OpenSource ist ein sehr sympathisches Prinzip, weil es auf Freiheit und Freiwilligkeit beruht. OpenSource-Software steht im Wettbewerb mit kommerziellen Produkten auf einigen Feldern sehr gut da. Aber es gibt für sehr viele Anwendungsgebiete keine OpenSource-Software auf dem aktuellen Stand der Technik: ein OpenSource-Ersatz für Photoshop, AutoCAD oder SPSS ist wirklich nirgends in Sicht.
Es wäre natürlich schön, wenn es als Ergänzung des erträumten bedingungslosen Grundeinkommens schon bald eine bedingungslose Nutzung der besten Software und der besten Computerspiele geben könnte. Die Piratenpartei löst das Problem auf ihre Weise:
Jeder Urheber soll selbst entscheiden, ob er sein Werk ins Internet stellt oder es nur einem begrenzten Empfängerkreis zugänglich macht. Veröffentlicht er es allerdings, dann soll jeder das Recht haben, es für nichtkommerzielle Zwecke zu nutzen und weiterzuverbreiten.
Im Klartext: Wenn ein Urheber eine Software [oder einen Film oder eine CD] auf den Markt bringt, soll jede Person das Recht haben, dieses Werk für »nichtkommerzielle Zwecke« zu nutzen. Aber eine saubere Grenze zwischen kommerzieller und nichtkommerzieller Nutzung kann bei Software niemand ziehen.
Die Position der Piratenpartei ist keine ausgleichende Position, sondern sie ist einseitig gegen die Hersteller von Software gerichtet. Man kann solche Positionen zum Gesetz machen. Man wird dann eine Weile von der Substanz leben, die unter dem Schutz des bisher geltenden Rechts entstanden ist.

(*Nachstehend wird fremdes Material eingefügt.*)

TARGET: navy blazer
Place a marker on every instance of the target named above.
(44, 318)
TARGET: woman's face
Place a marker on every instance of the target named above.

Doch wenn ich an das Aufzehren der Substanz denke, dann kommt mir sofort wieder die DDR in den Sinn. Viele ursprünglich private Unternehmen wurden so stark behindert, dass ihre Eigentümer aufgeben mussten, andere wurden gleich zwangsweise vergesellschaftet. Eine Weile produzierten die Betriebe natürlich noch weiter. Aber dann war früher oder später alles verschlissen und es war keine Innovation mehr möglich.
Die Software ist nur der Anfang: Wer die Positionen der Piraten konsequent zu Ende denkt, kommt unweigerlich im Sozialismus oder im Kommunismus an. Ein eindeutiges Bekenntnis zur Marktwirtschaft habe ich von den Piraten noch nie gehört. Das Ende der »Visionen« vom Sozialismus und Kommunismus ist bekannt. Ich möchte es kein zweites Mal erleben.
Eine Ergänzung aus aktuellem Anlass: Genau vor 40 Jahren wurden in der DDR viele kleine und mittelständische Unternehmen enteignet. Die Dresdner Neuesten Nachrichten berichten heute auf Seite 3 über diese Aktion. Bereits kurz danach kam die Einsicht:
Das Fazit der Großaktion von 1972 fiel ernüchternd aus. Ein Dresdner Funktionär stellte fest: „Wir haben für den volkseigenen Sektor zwar 10 Prozent Produktionsvolumen gewonnen, dafür aber 35 Prozent Ideen und Initiativen eingebüßt.“
Wenn man allen privaten Software-Anbietern die Geschäftsgrundlage entziehen würde, dann würde ein ehrliches Fazit genauso ausfallen. Wir brauchen den Wettbewerb zwischen OpenSource und kommerzieller Software, wir brauchen die Ideen und wir brauchen die Innovation. Wenn die Piraten politische Innovation bieten, werde ich es respektieren. Ihre Vorstellungen von der Vergesellschaftung aller immateriellen Güter sind aber weder originell noch innovativ.